Quotation #4 = "The survey estimates that total annual housefile circulation reached about 15,463,891 while total annual prospect circulation reached about 5,536,424. That's up significantly from the total annual housefile circulation of about 5,169,011, and total annual prospect circulation of 3,423,389, recorded in 2003." What does this mean? Are these total numbers in the survey, or are they averages per survey respondent? And how about the word "about", bantered around in the quote? What does "about" mean? Does it mean that 5,536,424 is really 5,536,429? Or does it mean that 5,536,424 really means 2,536,424? Help us understand!! Finally, let's assume these numbers are accurate, representing an average cataloger. Let's ask a question. Have you tripled your housefile circulation in the past five years? Have you nearly doubled your customer acquisition circulation in the past five years? Ask Talbots, or J. Jill, or Nordstrom, or Lands' End, or L.L. Bean, or Eddie Bauer, or Bloomingdales, or Lillian Vernon, or Hanna Andersson if they tripled their housefile circulation in the past five years. If the numbers are accurate, this suggests that the sample of respondents are small catalogers that are growing rapidly. Heck, I know of several small catalogers that are growing rapidly --- that's the nature of a young, growing brand. These businesses rent/exchange names with big companies, growing from the hard work of the larger brands that preceeded them, while big companies already have all the names available. Catalogs are wonderful for small, growing catalog brands.

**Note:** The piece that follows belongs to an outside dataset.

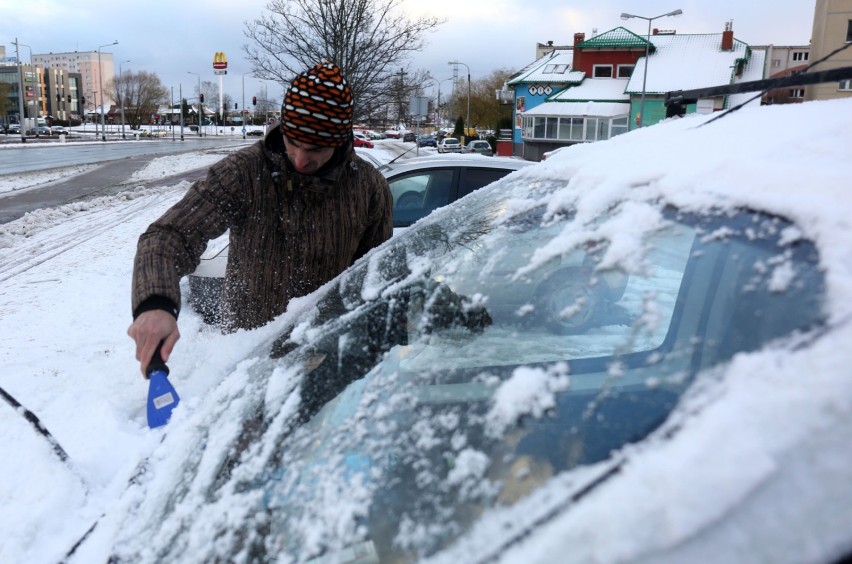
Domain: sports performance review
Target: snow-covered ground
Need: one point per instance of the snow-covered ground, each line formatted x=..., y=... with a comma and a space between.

Quotation #5 = "The findings are also based on a detailed analysis of billions of transactional records from 100 million households in the Abacus Alliance database, maintained by marketing firm Abacus, a division of Epsilon, which helped underwrite the report." Ah! So the DMA did a survey, Abacus kicked in a few bucks to complete the study, and results were merged together so that the reader does not know in this article which statistics are from the study and which statistics were paid for by Abacus. Why doesn't the mystery author honestly tell us which stats are from the study, and which stats are from Abacus? And how come the information in the article is so glowingly positive? How come there is no discussion about the true hardships facing catalogers, including but not limited to declining response rates across housefile and especially customer acquisition segments? And why isn't the fact that Abacus contributed metrics and underwrote the study not mentioned in the title of the article --- the title of the article says this is a survey?

Why do our industry leaders continue to offer us misleading information? This style of writing/selling is exasperating to me, a sales pitch to continue to execute the practices that make sure the DMA and Abacus stay in business.

Or am I way off base? If I'm off base, please use the comments section to defend the article ... I'll even publish your responses as a complete post if you wish. What do you think?